Ruby
Article

What You Don’t Get With ActiveJob

By David Copeland

ressort inox

Rails 4.2 includes ActiveJob, which is a unified API for queuing and writing background jobs. ActiveJob provides simple solutions to two problems faced by Rails developers when writing background jobs: queueing jobs (via the ActiveJob API) and serialization of ActiveRecord objects (via GlobalID).

It doesn’t, however, help with the third problem: writing resilient jobs that can survive in a production environment. That’s where this post comes in.

First, let’s briefly review what ActiveJob is and what it provides.

What ActiveJob Gives You

ActiveJob is an adapter to various job queues such as Delayed Job, Resque, or Sidekiq. Although this allows you to “swap out” job queuing systems, the true power of ActiveJob is that it’s a single API that you can develop additional libraries, tooling, and practices around.

For example, you could develop a gem that queues jobs, safe in the knowledge that it would work in any Rails app.

Let’s see an example.

Suppose we have a job to charge a customer some money, called PurchaseJob.
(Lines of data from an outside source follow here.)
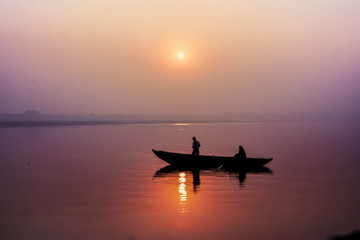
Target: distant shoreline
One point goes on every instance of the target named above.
(16, 124)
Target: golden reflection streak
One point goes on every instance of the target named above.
(182, 187)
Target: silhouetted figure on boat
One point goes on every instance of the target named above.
(241, 154)
(196, 146)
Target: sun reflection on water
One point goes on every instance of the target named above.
(182, 187)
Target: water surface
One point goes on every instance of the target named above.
(104, 182)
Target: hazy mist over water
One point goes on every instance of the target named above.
(75, 77)
(103, 182)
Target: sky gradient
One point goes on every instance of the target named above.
(121, 56)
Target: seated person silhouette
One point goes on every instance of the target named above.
(241, 154)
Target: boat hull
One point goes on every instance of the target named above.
(182, 159)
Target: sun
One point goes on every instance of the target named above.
(180, 55)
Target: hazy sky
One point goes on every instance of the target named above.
(113, 56)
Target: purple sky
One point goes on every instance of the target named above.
(121, 56)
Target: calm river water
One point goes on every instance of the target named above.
(104, 182)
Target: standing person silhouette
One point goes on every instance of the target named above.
(196, 146)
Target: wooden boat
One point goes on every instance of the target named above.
(182, 159)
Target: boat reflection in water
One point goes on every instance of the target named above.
(239, 173)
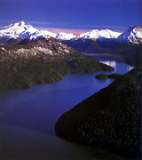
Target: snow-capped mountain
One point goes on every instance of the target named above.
(100, 33)
(65, 36)
(132, 35)
(21, 30)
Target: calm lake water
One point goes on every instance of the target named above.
(34, 111)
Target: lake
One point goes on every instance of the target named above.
(28, 116)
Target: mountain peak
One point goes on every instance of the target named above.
(100, 33)
(132, 35)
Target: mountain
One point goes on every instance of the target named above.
(100, 33)
(65, 36)
(133, 35)
(40, 61)
(21, 31)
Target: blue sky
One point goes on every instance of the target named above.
(81, 14)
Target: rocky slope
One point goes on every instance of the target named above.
(110, 119)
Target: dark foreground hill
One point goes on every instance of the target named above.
(110, 119)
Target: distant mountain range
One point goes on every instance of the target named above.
(21, 31)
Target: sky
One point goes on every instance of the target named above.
(73, 14)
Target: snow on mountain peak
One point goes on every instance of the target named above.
(23, 30)
(100, 33)
(65, 36)
(132, 35)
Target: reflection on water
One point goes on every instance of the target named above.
(39, 107)
(118, 67)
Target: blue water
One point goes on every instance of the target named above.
(39, 107)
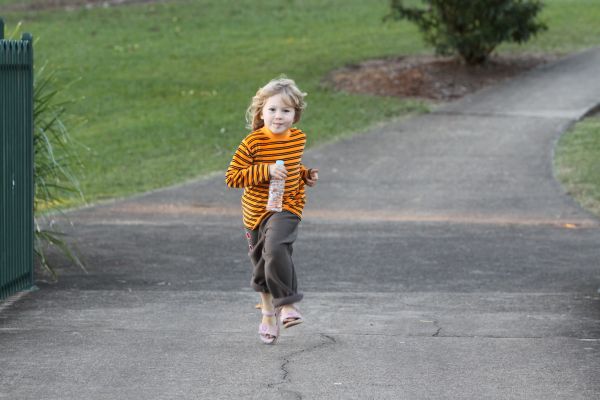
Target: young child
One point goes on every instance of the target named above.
(273, 110)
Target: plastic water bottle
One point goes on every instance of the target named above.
(276, 188)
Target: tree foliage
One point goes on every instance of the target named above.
(471, 28)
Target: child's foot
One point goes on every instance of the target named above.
(269, 328)
(290, 316)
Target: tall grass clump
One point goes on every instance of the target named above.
(54, 163)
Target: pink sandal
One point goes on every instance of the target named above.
(290, 318)
(269, 333)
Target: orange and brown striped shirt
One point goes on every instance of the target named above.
(249, 169)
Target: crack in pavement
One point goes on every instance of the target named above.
(285, 379)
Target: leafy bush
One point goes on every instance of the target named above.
(472, 28)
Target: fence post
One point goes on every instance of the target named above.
(16, 164)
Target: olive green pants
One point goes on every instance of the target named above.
(270, 250)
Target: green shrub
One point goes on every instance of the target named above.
(472, 28)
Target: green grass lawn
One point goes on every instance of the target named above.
(577, 163)
(164, 86)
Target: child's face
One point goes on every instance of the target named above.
(278, 115)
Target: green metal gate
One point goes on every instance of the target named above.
(16, 164)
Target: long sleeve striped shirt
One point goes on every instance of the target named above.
(249, 169)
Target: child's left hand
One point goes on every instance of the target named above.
(313, 177)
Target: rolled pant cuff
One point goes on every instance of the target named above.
(284, 301)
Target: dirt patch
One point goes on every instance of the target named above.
(429, 77)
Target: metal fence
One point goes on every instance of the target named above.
(16, 164)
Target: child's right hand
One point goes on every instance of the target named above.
(277, 171)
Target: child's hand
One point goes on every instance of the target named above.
(277, 171)
(313, 177)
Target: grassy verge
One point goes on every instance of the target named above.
(164, 86)
(577, 163)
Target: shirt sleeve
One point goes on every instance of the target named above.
(242, 171)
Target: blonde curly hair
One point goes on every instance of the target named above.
(291, 94)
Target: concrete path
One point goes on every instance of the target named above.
(439, 258)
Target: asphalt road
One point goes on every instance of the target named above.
(439, 258)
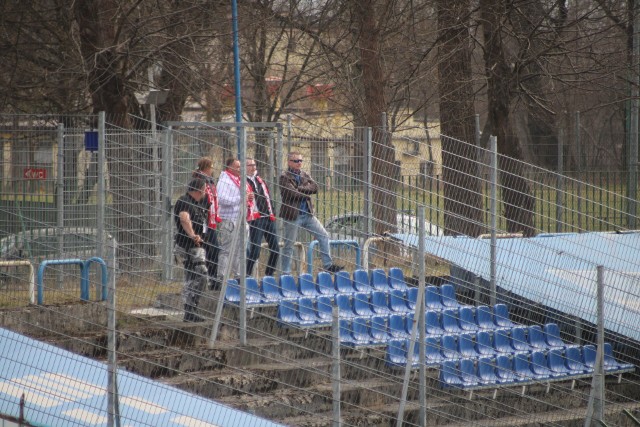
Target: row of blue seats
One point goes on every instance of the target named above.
(519, 339)
(310, 311)
(557, 364)
(396, 293)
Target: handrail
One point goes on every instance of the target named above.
(348, 243)
(48, 262)
(32, 282)
(84, 276)
(84, 281)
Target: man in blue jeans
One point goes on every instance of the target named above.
(296, 189)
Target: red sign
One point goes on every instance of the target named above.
(35, 173)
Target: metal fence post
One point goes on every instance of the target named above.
(493, 143)
(368, 180)
(560, 182)
(167, 214)
(595, 407)
(100, 199)
(335, 366)
(60, 197)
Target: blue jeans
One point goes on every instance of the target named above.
(257, 229)
(290, 234)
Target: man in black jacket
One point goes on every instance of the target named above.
(296, 189)
(190, 215)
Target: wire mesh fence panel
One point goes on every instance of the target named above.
(496, 292)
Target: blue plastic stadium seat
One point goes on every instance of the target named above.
(254, 296)
(504, 369)
(468, 373)
(450, 347)
(450, 374)
(556, 363)
(307, 286)
(484, 344)
(232, 294)
(379, 280)
(379, 303)
(345, 307)
(345, 332)
(522, 367)
(613, 364)
(573, 358)
(487, 371)
(535, 337)
(466, 346)
(484, 318)
(379, 330)
(270, 290)
(325, 310)
(433, 351)
(501, 316)
(396, 354)
(398, 301)
(343, 283)
(287, 311)
(307, 312)
(397, 326)
(502, 342)
(540, 365)
(360, 331)
(519, 340)
(432, 321)
(288, 287)
(448, 295)
(325, 284)
(412, 298)
(467, 319)
(361, 281)
(396, 279)
(589, 355)
(432, 298)
(361, 305)
(450, 321)
(552, 336)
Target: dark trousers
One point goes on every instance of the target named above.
(259, 228)
(212, 252)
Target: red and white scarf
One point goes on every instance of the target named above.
(265, 189)
(252, 211)
(212, 195)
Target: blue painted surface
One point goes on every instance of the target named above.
(64, 389)
(558, 271)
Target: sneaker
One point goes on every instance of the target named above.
(333, 268)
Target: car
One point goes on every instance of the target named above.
(351, 226)
(43, 244)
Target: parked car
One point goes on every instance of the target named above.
(42, 244)
(352, 226)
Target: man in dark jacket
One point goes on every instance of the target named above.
(296, 189)
(264, 223)
(190, 216)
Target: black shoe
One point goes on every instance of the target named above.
(333, 268)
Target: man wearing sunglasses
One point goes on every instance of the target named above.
(296, 189)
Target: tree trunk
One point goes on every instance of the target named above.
(516, 193)
(462, 191)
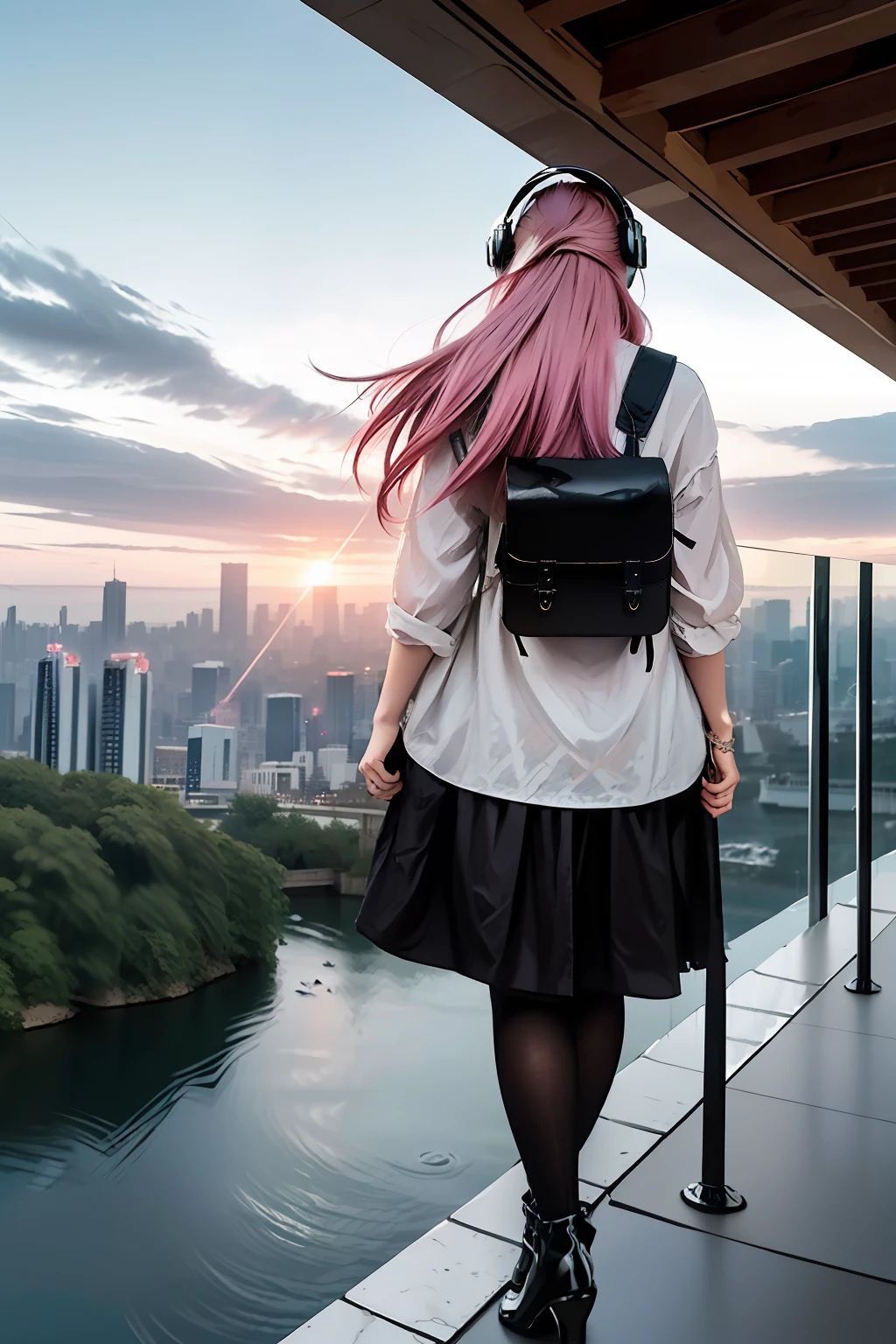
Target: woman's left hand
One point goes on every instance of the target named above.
(718, 796)
(381, 784)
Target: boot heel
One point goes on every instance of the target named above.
(571, 1314)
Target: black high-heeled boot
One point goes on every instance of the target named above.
(522, 1268)
(559, 1284)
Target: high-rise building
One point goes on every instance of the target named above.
(10, 641)
(303, 640)
(340, 709)
(124, 717)
(261, 622)
(170, 766)
(281, 777)
(366, 695)
(326, 613)
(774, 619)
(210, 684)
(336, 766)
(115, 602)
(7, 715)
(233, 620)
(58, 721)
(283, 726)
(211, 760)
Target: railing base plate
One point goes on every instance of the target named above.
(865, 987)
(713, 1199)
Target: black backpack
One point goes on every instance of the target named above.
(586, 547)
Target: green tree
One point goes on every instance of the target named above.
(10, 1002)
(105, 883)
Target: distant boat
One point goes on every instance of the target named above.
(748, 852)
(792, 790)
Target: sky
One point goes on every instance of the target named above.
(198, 200)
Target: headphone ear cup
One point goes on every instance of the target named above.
(500, 248)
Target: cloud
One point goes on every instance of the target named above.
(98, 480)
(850, 501)
(870, 438)
(75, 324)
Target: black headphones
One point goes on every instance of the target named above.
(633, 245)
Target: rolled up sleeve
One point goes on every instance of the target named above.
(438, 559)
(707, 582)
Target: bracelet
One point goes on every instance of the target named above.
(722, 744)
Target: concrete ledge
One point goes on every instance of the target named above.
(438, 1283)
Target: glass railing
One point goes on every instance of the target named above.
(884, 711)
(841, 735)
(765, 839)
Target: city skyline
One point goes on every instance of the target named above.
(158, 401)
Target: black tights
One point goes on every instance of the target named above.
(556, 1057)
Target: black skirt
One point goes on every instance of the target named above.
(543, 898)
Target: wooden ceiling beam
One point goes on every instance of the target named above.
(864, 260)
(731, 43)
(873, 277)
(844, 220)
(856, 241)
(845, 109)
(830, 160)
(754, 94)
(551, 14)
(855, 188)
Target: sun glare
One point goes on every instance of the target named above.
(320, 573)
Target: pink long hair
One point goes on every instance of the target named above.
(544, 350)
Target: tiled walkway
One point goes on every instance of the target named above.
(812, 1145)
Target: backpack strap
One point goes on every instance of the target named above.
(458, 445)
(642, 396)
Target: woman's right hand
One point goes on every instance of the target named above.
(718, 794)
(381, 784)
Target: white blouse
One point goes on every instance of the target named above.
(579, 722)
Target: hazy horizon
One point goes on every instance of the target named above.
(168, 275)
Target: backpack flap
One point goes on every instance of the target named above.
(586, 547)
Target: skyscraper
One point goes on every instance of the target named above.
(233, 620)
(10, 632)
(210, 684)
(326, 613)
(211, 760)
(124, 717)
(115, 599)
(283, 726)
(7, 715)
(340, 709)
(58, 722)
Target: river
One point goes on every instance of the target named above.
(223, 1166)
Queueing the job can be done via perform_later.

PurchaseJob.perform_later(customer,amount)

To implement the job, simply subclass ActiveJob::Base and provide a perform method.

class PurchaseJob < ActiveJob::Base
  def perform(customer,amount)
    # job logic here
  end
end

Usually, you’d have to queue the ID of the record on which to operate (in this case, a Customer) and deserialize it as the first step of your job. ActiveJob’s GlobalID handles all of this for you.

Using ActiveJob provides a great foundation for background processing, helping avoid some common mistakes. But, you are still on your own when dealing with the hardest part of background processing: managing failure.

Failure is Not an Option

Even at small scale, your background jobs will fail. Since the primary reason for running code in a background job is because the code is long running, background jobs tend to “attract” failure. Issues like network flakiness, system reboots (Heroku dynos, anyone?), and timeouts all effect background jobs significantly.

Let’s see how by imagining an implementation of our job from the previous section, PurchaseJob. The implementation will find a customer’s credit card, ask our third-party payment processor (a networked call over the Internet) to charge some amount of money on the card, and finally create a purchase record with the results of the charge.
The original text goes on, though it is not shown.